For some bitter reason this got me thinking about all the wasted efforts and sweet gestures I had done in the past. I was just curious as to which I would not have given on hindsight. It also got me to wondering if I was a bit of a dick because I remember buying something absolutely unusual and awesome for the ex wife ages ago. Then I had a relationship and went the lazy, non creative way and bought the same thing. I kind of felt bad, but hey. Time is valuable.

Anyway, so since I’m bitter about Valentine’s I even decided that the clubhouse I work at won’t have any decorations either. At first I thought I could go cheap and buy a crapload of roses and that’s it. Then maybe decorations. Now I think it’s going to be barren and sign of my displeasure.

valentines

Yeah, most of what I’m writing is just to be funny and cynical, but I am sort of not looking forward to Valentine’s Day. Not quite prepared for that just yet. On one hand I’m still salty and on the other I get to save money. I’m sorry, but the half full glass is always equally empty!

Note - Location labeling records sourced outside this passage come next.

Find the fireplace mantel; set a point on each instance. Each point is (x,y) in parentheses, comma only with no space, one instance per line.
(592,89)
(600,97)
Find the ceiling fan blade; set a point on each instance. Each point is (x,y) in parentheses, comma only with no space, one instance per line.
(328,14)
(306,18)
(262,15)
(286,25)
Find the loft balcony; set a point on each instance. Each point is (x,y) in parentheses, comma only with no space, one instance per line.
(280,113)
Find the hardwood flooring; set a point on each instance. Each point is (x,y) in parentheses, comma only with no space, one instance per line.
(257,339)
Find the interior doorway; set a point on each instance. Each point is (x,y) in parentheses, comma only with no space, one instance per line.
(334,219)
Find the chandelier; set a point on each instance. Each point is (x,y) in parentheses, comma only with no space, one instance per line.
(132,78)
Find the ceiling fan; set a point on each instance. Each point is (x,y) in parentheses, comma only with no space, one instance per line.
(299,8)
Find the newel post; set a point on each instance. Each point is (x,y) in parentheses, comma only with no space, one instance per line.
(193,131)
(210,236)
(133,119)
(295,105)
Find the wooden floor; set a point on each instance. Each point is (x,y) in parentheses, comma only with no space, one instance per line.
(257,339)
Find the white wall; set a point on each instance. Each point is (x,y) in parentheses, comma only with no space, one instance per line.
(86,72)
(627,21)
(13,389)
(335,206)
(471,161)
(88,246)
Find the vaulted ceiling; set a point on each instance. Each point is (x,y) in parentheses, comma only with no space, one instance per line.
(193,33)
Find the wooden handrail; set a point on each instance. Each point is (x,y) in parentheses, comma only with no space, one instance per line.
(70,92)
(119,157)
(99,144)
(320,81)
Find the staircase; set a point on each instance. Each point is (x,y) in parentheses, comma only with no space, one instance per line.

I did want to interrupt my vicious attack against 2013 Valentine’s Day with some suggestions. Never forget that I’m like a brown Yoda. Guys, stray from the traditional gifts. Really. Show some creativity and effort. I’ve heard horror stories too. With that in mind I am here to save the day.

Do not buy
Fake flowers: I can’t think of a good time for you to purchase artificial flowers. Just don’t buy that shit. You’re going to become that guy she tells horror stories to her friends about.
Cheap wine: Look, you don’t have to be a wine enthusiast. You likely already know what type of wine she likes. Go to the store and ask someone. Look at the ratings. Get something for the occasion not your regular Night Train.
Stuffed animals: See I’m on the fence on this because it’s a personal thing. They might like that sort of thing or not. Personally I would avoid that in this instance.
Lingerie: Unless you know the EXACT size, color and style she would love do not do this. If you order something larger, you’re likely to not see what the lingerie covers for the rest of February. And if she doesn’t like it you’re screwed too. Let it go.
Clothes: Again, it’s the wrong time. Avoid this shit.
Any gift card: Don’t be such a lazy ass and put some thought into it.
No situation calls for a gag gift. If you do a gag gift on a girl, you should be castrated.
Any gifts in a ring size/shaped box: OK, that’s just dickish and you deserve to be lit on fire if you pull that one on a girl. Not even the Engagement Mug prank is cool, guys.

engagement mug

Find, make, buy or do something that accurately portrays how you feel. It’s as simple as that. Trust me, searching through the internet you get some incredible ideas. Things that people generally don’t get (which if why I purchased the same gift to two different relationships). The gift I purchased originally in the early 2000’s I STILL haven’t heard of anyone receiving it. And I still think it’s beautiful. There’s a couple others like that which I have archived in my little tiny brain for future reference. I can’t be average so I refuse to buy the normal stuff. I can’t give away my secrets, though guys, so you’re on your own.